Никогда обстановка не указывала более необходимого и более простого решения, чем то, что должен был сделать граф Буксгевден; никогда ни одному генералу не представлялось более удобного случая поправить катастрофу, уже совершившуюся, и покрыть себя славою, выигрывая, быть может, потерянное сражение; его непонятное бездействие является одною из главных причин потери сражения.
Французские колонны, остановленные бригадою графа Каменского, развернулись в 300 шагах от нее под картечным огнем и построились на два фаса: один — против этой бригады, а другой — против австрийцев; последние собрались и устроились позади графа Каменского и стреляли снизу вверх и с малою действительностью. Французы находились значительно выше них и немного выше русских; как только последние развернулись, французы открыли огонь.
Так как, к несчастию, мне поставили в необходимость говорить о себе (чего до сего времени мне не приходилось), то я скажу громко, что, хотя храбрость русских офицеров и солдат и хорошо известна, я был достоин ими командовать и мой пример и пример графа Каменского немало способствовали восстановлению порядка; в ужасном положении, в котором находились эти шесть баталионов, обойденные и атакованные с тыла, отрезанные от своей колонны, было бы простительно, быть может, и более закаленным и испытанным войскам смутиться на один момент и даже быть слегка оттесненными.
Известно впечатление, которое может произвести в бою одна только фраза "мы отрезаны", а мы были действительно отрезаны, мы дрались, повернувшись направо кругом, против неприятеля, построившего свой боевой порядок в том самом лагере, который мы оставили всего три часа назад.

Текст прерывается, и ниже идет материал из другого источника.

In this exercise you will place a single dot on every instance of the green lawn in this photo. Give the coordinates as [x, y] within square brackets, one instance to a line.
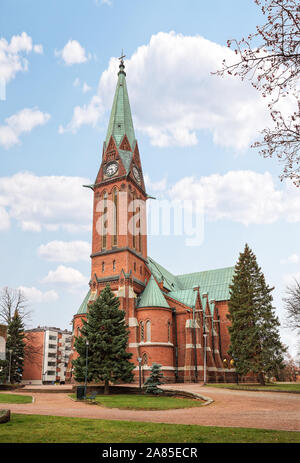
[51, 429]
[15, 399]
[144, 402]
[257, 387]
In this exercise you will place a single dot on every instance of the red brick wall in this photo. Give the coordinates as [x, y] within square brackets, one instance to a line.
[33, 367]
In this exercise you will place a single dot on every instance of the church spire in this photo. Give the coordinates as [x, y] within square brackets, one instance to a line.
[120, 122]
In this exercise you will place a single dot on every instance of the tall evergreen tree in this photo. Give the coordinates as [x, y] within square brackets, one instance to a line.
[254, 335]
[107, 334]
[15, 346]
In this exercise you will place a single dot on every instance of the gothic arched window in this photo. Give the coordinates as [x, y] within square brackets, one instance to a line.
[133, 224]
[148, 331]
[169, 331]
[104, 224]
[115, 217]
[142, 332]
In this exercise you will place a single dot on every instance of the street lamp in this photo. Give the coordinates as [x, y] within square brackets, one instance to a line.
[204, 378]
[86, 365]
[9, 370]
[140, 372]
[235, 359]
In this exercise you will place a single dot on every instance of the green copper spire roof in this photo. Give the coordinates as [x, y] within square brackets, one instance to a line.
[152, 296]
[120, 122]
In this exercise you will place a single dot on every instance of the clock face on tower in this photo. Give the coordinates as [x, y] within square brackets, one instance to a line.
[136, 174]
[111, 169]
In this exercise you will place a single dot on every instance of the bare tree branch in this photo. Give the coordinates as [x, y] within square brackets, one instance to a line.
[270, 59]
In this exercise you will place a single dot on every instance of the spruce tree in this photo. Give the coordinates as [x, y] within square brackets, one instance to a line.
[154, 380]
[15, 346]
[107, 335]
[254, 336]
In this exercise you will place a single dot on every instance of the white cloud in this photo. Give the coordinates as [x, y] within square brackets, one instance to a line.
[160, 185]
[66, 276]
[103, 2]
[47, 203]
[21, 122]
[38, 49]
[60, 203]
[35, 296]
[65, 251]
[12, 59]
[292, 259]
[89, 114]
[241, 196]
[289, 279]
[76, 82]
[171, 77]
[86, 88]
[73, 53]
[4, 219]
[246, 197]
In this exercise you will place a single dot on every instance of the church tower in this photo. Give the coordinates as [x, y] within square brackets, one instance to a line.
[119, 240]
[170, 321]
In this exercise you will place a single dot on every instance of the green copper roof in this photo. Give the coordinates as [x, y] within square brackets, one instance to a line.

Между тем, мы не только сохранили фронт в порядке, но еще, заметив нескольких человек в одном баталионе, нагибавших головы при пролете снарядов, я им крикнул: "Голову выше, помните, что вы русские гренадеры". С этой минуты ни один солдат не позволил себе этого машинального движения, свойственного всем, кто первый раз бывает под огнем, а в Фанагорийском полку не было и десятой части солдат, бывших прежде на войне, в моем же только 100 или 150 солдат и пять офицеров из 50.